O resultado? Quase 15 milhões de infectados e 407,6 mil mortos. E de quem é a culpa? Dos que morreram após dias sem oxigênio, remédios eficazes e sem kit intubação? Será daqueles que preferiram não esperar pelo imunizante que ainda não chegou para todos? Pode ser. Esse povo não aprende. Quer tudo a tempo e a hora. Acaba sem nada e, pior, culpado de tudo. Por fim, o ministro aguarda uma CPI técnica, pois teme que ela seja política. Interessante, mas ninguém teve coragem de tentar convencer a excelência acomodada de um lado da Praça dos Três Poderes a não politizar a pandemia e a imunização. Considerando que o pau que dá em Chico dá em Francisco, suas excelências do lado oposto entenderam que o vento que venta lá venta cá.
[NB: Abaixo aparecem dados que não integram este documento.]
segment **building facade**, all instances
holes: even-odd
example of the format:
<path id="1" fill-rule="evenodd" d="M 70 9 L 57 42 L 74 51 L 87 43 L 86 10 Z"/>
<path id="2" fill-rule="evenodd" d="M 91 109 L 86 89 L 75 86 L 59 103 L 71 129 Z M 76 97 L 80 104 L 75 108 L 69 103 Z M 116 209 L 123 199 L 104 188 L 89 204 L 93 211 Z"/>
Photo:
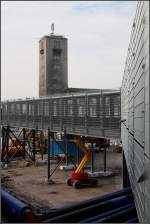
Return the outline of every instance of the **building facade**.
<path id="1" fill-rule="evenodd" d="M 150 223 L 149 1 L 139 1 L 121 87 L 121 137 L 140 223 Z"/>
<path id="2" fill-rule="evenodd" d="M 68 89 L 67 38 L 51 34 L 39 41 L 39 96 Z"/>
Ou seja, impossível que o desfecho seja algo próximo do oba-oba.

Por enquanto, os integrantes da comissão avaliam pelo menos 200 falas negacionistas do presidente. É pouco? Deve ter mais. Quanto a Queiroga, improvável que cumpra o que prometeu faz menos de uma semana, durante reunião virtual da Organização Mundial de Saúde. Junto da crônica falta de vacina, vivemos uma das fases mais agudas da doença. Mesmo assim, o titular do Ministério da Saúde garantiu que toda população brasileira estará vacinada contra a Covid até o fim do ano. Que Deus e todos os anjinhos o ajudem. Entretanto, os números comprovam que até agora pouco mais de 15% da população alcançou a dupla imunização. Certamente os dois terão de se explicar à CPI. Queiroga terá de confirmar a promessa na comissão, enquanto Anderson Torres será questionado a respeito de um suposto pedido à Polícia Federal envolvendo governadores em desvios de dinheiro destinado às secretarias de Saúde. A quem interessa essa informação?